Computer Networks Tanenbaum Slides 〈Premium〉
Max data rate = 2B log2(V) bps (B=Bandwidth, V=levels).Max data rate = B log2(1 + SNR) (SNR = Signal to Noise Ratio).Before you can send data, you need a medium. This section of the slides often gets bogged down in math (Fourier Transforms, anyone?), but the visual aids are crucial here.
What to focus on:
Slide Focus: UDP vs. TCP, congestion control, and connection management. Computer Networks Tanenbaum Slides
Tanenbaum’s slides on the transport layer are famous for their TCP state machine diagram—a complex web of states (LISTEN, SYN-SENT, ESTABLISHED, FIN-WAIT-1, etc.). A static diagram is confusing, but animated slides revealing each state transition during a connection handshake are gold.

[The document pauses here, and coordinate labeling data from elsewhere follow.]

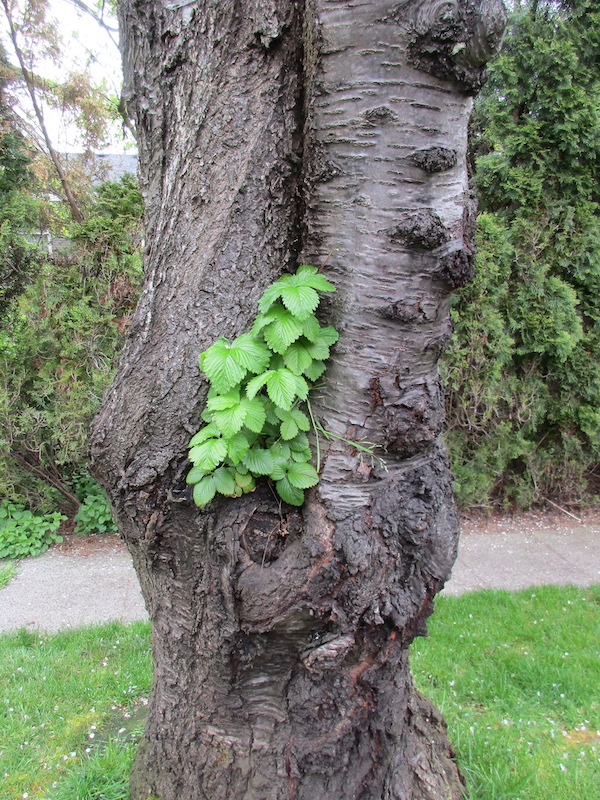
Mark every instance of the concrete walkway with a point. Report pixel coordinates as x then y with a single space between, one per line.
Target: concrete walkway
85 581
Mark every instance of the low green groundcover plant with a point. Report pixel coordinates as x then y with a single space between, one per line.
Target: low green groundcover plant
23 533
256 425
515 674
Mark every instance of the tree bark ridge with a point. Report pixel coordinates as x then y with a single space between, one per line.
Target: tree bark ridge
280 635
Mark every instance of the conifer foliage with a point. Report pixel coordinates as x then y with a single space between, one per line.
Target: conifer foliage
523 373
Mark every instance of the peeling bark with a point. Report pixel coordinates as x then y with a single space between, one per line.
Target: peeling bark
269 136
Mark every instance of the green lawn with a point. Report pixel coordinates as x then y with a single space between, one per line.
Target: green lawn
516 674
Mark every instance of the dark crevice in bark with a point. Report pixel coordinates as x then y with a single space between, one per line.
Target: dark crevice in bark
435 159
281 634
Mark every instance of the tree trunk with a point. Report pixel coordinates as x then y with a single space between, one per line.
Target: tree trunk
273 133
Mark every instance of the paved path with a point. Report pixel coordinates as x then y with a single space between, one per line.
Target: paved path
92 580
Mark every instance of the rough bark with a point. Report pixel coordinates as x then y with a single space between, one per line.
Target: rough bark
273 133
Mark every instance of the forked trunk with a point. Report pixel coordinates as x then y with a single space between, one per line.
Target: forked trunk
273 133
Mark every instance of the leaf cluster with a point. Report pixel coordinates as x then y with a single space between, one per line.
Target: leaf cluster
23 533
255 422
59 342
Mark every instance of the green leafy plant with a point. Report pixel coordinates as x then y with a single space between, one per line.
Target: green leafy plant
23 533
256 425
94 515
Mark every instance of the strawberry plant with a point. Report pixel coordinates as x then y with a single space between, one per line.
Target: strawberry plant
256 424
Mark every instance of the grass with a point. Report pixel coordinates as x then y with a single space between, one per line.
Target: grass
516 674
66 705
7 572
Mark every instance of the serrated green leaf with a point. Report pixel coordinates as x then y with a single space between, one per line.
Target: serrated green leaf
282 388
269 296
316 369
255 414
195 474
223 480
204 491
302 475
237 447
300 300
220 367
250 353
282 330
208 454
220 402
259 461
297 358
288 493
288 429
207 432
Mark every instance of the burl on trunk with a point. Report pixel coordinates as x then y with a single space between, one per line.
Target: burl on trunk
274 133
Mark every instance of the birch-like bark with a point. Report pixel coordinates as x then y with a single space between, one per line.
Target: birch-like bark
274 133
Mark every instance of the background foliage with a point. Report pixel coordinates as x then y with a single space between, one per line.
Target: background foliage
58 347
523 372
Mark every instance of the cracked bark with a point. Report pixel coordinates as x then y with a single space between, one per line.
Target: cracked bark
269 135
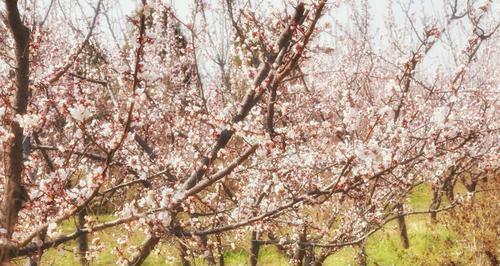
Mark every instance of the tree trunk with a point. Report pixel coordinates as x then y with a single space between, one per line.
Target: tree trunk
300 251
435 203
83 240
361 259
403 233
146 249
183 254
15 194
220 250
254 248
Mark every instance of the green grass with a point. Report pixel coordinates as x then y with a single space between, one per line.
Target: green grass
429 245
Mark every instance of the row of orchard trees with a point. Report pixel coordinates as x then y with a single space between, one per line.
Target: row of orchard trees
286 124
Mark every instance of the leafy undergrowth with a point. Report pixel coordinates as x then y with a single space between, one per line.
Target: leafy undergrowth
429 245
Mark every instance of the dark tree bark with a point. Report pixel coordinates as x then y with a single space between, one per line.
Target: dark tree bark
183 254
146 249
361 259
15 194
403 233
300 251
254 248
83 240
435 203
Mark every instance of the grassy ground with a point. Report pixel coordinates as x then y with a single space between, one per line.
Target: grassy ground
429 245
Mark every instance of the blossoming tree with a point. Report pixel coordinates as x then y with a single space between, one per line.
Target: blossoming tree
272 130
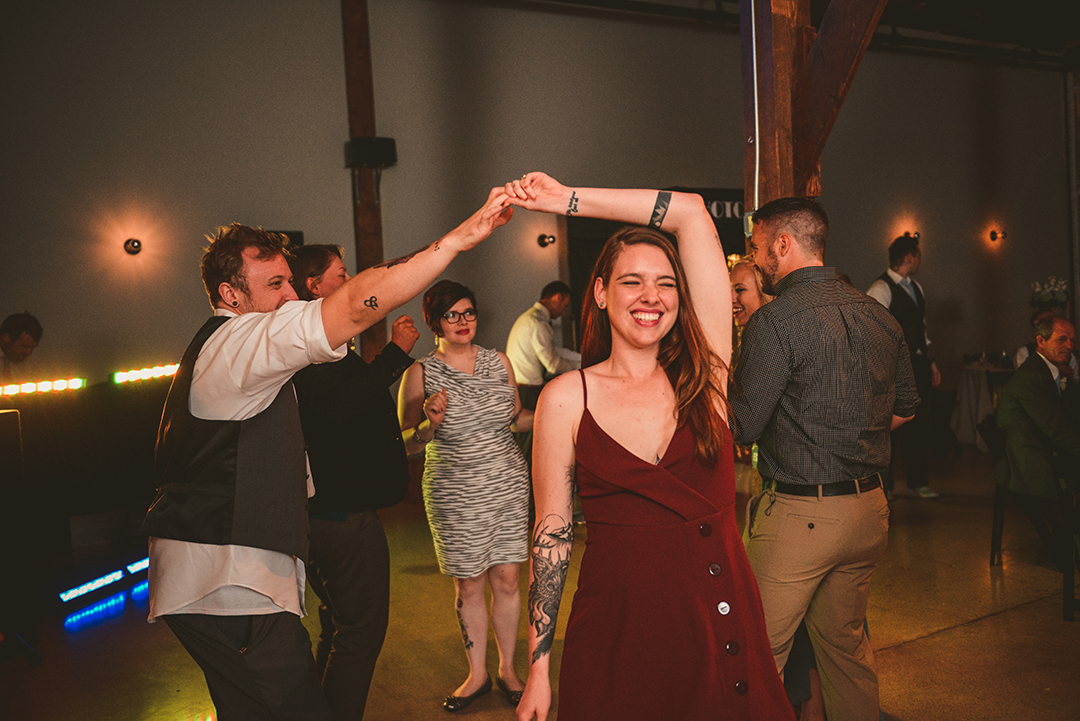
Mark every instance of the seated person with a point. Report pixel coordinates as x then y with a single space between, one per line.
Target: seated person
1027 349
1039 410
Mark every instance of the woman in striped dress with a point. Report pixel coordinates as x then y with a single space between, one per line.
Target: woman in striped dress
460 404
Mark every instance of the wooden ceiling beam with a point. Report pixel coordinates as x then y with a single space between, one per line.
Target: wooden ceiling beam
824 80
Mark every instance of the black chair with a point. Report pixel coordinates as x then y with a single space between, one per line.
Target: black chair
995 439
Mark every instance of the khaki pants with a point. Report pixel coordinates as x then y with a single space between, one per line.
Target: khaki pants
814 557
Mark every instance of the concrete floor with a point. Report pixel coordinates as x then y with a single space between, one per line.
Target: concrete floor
954 638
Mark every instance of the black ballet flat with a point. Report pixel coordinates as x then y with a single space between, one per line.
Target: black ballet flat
514 696
457 703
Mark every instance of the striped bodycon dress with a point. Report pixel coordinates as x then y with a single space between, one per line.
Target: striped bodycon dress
475 480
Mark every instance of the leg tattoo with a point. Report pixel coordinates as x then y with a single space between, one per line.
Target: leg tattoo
464 631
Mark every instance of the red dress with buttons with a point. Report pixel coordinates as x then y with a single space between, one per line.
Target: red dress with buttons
666 622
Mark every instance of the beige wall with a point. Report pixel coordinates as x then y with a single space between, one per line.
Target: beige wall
163 121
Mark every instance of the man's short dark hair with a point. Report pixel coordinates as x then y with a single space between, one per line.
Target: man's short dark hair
1040 314
1044 327
554 288
224 261
804 218
311 261
901 247
22 323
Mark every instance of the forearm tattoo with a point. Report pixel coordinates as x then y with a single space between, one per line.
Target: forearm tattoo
551 559
660 209
461 622
404 259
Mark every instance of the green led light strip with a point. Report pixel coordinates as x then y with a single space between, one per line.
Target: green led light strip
43 386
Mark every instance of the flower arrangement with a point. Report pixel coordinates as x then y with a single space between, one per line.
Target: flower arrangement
1051 294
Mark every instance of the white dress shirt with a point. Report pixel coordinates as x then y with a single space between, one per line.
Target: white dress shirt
240 370
531 350
880 291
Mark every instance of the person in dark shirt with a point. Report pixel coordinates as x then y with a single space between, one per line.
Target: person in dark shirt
358 465
823 377
898 290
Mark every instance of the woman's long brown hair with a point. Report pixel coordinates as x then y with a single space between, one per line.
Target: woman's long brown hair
685 355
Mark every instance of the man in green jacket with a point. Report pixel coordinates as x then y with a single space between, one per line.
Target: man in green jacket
1039 410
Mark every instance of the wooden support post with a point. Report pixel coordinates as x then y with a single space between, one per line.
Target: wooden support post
824 79
360 94
794 82
768 54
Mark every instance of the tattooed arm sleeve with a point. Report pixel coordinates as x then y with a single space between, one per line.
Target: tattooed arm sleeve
552 543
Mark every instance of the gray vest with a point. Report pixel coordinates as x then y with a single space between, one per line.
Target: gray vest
241 483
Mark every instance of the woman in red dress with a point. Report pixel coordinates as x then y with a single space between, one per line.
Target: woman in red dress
666 622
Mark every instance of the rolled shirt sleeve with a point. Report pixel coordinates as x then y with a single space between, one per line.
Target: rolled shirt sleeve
246 361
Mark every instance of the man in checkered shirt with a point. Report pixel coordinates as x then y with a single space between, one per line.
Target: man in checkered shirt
824 375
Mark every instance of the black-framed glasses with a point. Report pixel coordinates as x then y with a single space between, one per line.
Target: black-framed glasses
454 316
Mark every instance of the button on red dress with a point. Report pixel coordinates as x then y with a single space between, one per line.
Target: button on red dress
666 622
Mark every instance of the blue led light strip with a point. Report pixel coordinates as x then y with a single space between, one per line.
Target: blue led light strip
104 581
92 585
138 566
108 608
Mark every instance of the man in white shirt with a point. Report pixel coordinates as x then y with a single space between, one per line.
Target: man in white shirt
532 354
229 527
903 296
530 345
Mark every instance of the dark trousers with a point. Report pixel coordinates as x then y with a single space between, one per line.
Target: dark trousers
529 395
912 440
350 571
257 667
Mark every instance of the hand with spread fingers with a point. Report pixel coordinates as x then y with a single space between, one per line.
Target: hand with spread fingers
539 191
403 334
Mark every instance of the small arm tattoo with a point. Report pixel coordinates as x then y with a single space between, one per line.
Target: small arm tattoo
551 559
660 209
403 259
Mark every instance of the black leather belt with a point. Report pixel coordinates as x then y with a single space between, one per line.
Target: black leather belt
839 488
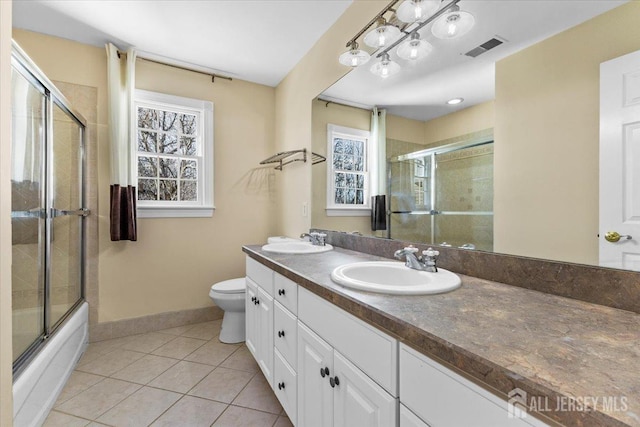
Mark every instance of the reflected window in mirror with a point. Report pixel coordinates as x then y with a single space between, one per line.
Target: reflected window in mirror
348 180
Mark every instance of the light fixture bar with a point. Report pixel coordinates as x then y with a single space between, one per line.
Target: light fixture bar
373 21
432 18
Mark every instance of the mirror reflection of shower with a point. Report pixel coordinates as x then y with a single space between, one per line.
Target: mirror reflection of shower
443 195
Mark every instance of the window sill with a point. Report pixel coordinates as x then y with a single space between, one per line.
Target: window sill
348 211
175 212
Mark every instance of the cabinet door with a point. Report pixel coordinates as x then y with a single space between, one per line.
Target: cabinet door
315 395
359 401
251 313
409 419
265 334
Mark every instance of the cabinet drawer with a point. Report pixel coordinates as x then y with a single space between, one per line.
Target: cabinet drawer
263 276
285 386
373 351
285 333
441 397
286 292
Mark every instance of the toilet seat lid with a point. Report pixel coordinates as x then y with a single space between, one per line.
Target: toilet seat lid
233 286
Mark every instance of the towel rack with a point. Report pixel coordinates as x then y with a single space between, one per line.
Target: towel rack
286 157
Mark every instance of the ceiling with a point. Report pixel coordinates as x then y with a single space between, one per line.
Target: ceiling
420 90
255 40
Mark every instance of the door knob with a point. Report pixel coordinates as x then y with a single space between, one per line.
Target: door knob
614 236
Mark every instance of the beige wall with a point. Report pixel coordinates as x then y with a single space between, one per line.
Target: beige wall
462 122
175 261
6 358
547 133
314 73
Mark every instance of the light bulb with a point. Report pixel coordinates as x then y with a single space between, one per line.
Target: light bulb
382 35
354 57
386 67
414 48
416 10
452 24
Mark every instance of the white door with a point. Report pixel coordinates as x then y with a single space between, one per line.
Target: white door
315 395
358 400
620 162
251 315
265 334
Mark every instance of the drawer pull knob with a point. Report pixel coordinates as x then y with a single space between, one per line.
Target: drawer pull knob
324 372
334 381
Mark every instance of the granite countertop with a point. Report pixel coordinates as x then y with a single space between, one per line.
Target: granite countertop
578 362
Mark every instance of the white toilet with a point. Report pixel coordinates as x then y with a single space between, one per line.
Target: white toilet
229 296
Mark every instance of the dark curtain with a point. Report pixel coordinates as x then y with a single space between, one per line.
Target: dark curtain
378 212
123 213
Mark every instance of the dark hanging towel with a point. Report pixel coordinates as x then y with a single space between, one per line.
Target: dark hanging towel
123 213
378 212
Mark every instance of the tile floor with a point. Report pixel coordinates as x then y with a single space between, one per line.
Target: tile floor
176 377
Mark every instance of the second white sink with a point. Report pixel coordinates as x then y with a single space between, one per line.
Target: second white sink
389 277
299 247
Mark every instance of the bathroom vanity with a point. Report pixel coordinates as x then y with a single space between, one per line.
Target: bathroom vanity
336 356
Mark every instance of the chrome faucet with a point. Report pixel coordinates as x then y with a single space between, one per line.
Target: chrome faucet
427 262
316 239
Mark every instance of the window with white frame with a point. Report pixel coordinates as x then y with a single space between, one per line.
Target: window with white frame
174 155
348 169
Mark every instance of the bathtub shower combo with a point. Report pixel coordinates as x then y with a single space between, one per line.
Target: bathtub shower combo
50 316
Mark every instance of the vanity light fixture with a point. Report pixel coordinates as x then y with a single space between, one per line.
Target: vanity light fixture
454 23
447 22
414 48
411 11
385 67
383 35
354 56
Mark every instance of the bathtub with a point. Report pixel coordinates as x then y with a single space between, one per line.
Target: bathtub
38 386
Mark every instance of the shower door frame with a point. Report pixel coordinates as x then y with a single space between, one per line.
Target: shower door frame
433 152
22 64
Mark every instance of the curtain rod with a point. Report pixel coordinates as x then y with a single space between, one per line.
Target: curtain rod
213 75
327 102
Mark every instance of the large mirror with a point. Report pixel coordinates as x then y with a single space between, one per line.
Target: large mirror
515 167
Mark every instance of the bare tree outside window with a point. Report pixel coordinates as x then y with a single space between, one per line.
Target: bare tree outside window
167 157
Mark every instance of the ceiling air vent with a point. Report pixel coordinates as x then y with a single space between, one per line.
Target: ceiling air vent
484 47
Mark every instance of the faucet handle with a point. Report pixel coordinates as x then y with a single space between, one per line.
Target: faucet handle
431 252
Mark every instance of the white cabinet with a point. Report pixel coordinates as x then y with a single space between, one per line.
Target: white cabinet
332 391
443 398
315 367
259 316
409 419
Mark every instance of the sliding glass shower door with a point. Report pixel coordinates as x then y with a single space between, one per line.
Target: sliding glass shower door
47 212
444 196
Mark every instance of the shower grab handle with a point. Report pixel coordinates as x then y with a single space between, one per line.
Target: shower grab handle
84 212
32 213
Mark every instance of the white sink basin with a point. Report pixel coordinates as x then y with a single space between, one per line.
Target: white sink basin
298 247
389 277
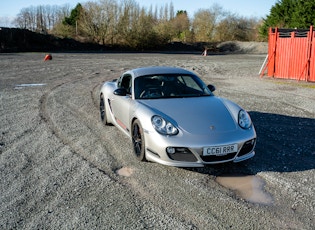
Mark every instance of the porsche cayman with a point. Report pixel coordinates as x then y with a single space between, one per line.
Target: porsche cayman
173 118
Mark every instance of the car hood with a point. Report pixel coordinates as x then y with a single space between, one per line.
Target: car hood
195 115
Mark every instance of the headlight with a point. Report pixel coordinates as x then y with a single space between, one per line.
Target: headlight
244 120
163 126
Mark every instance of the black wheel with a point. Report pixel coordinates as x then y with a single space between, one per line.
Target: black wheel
103 111
138 140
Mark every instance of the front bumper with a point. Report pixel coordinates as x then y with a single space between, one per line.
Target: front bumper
191 155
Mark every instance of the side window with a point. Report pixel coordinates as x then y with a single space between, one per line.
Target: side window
125 82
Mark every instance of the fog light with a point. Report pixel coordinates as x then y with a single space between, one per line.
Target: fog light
170 150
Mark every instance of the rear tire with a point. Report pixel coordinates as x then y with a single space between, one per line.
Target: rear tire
138 140
103 111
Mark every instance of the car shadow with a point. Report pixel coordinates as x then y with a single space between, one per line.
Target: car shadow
284 144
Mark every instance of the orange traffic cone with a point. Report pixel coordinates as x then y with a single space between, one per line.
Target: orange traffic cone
48 57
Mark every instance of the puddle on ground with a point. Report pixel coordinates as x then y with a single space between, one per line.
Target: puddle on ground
21 86
125 171
250 188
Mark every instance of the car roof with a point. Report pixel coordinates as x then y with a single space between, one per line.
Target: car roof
152 70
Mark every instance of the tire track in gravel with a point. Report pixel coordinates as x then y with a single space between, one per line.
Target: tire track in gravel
56 130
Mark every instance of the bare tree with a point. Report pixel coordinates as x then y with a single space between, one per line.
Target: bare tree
205 22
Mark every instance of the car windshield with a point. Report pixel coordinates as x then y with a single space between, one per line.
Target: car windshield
169 86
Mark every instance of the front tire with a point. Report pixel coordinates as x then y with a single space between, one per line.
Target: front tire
138 140
103 111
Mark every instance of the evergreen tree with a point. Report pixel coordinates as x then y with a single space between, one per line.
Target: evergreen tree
290 14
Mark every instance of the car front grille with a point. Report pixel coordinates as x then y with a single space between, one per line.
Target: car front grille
247 147
214 158
183 154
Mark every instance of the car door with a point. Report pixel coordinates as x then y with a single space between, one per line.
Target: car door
121 104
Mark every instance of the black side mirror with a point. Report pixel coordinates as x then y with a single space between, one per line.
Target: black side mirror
120 92
211 87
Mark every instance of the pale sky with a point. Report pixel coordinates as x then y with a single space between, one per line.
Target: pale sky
247 8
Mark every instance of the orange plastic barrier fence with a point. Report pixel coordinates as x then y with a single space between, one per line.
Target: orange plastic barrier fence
291 54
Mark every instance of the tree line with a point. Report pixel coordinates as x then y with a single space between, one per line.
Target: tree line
125 22
290 14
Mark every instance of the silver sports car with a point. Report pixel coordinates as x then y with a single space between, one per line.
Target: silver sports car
173 118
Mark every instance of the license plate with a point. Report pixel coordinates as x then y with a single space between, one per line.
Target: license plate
220 150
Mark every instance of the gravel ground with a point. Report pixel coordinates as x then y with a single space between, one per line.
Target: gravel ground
60 168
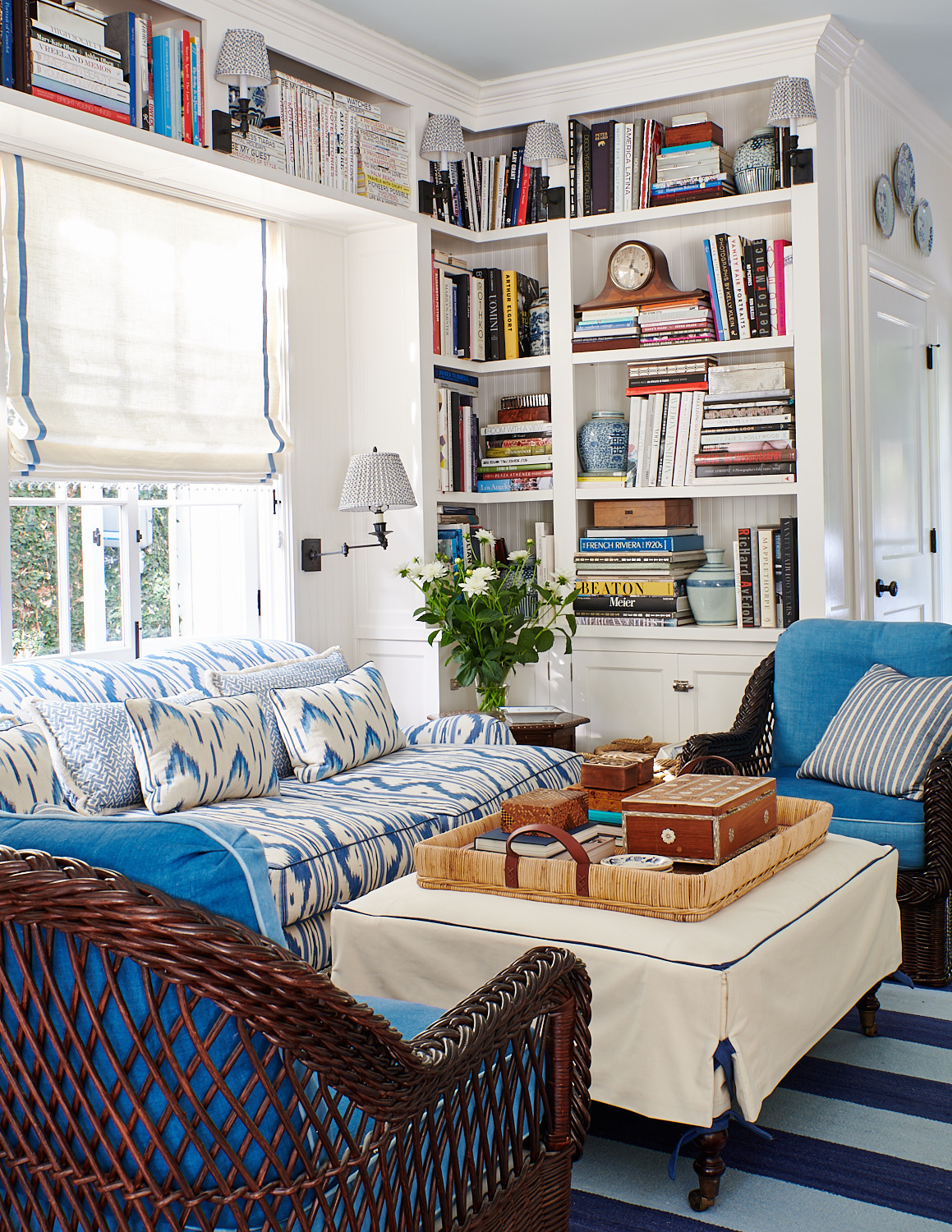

Other critical slide topics:
Networking involves queuing theory, bandwidth calculations, and error detection algorithms (like CRC). The slides strike a delicate balance: they present the necessary mathematical formulas (Shannon Capacity, Nyquist Theorem) but immediately pair them with practical examples or graphs, preventing the viewer from getting lost in pure math.
Go through the slides in "presentation mode." If you see a diagram of a TCP header, try to guess what each field does before reading the slide’s notes. Unguided Media (Wireless):
The transport layer provides logical communication between processes on end hosts. Two archetypal transports are UDP (datagram, no reliability) and TCP (reliable, ordered, congestion-aware byte stream).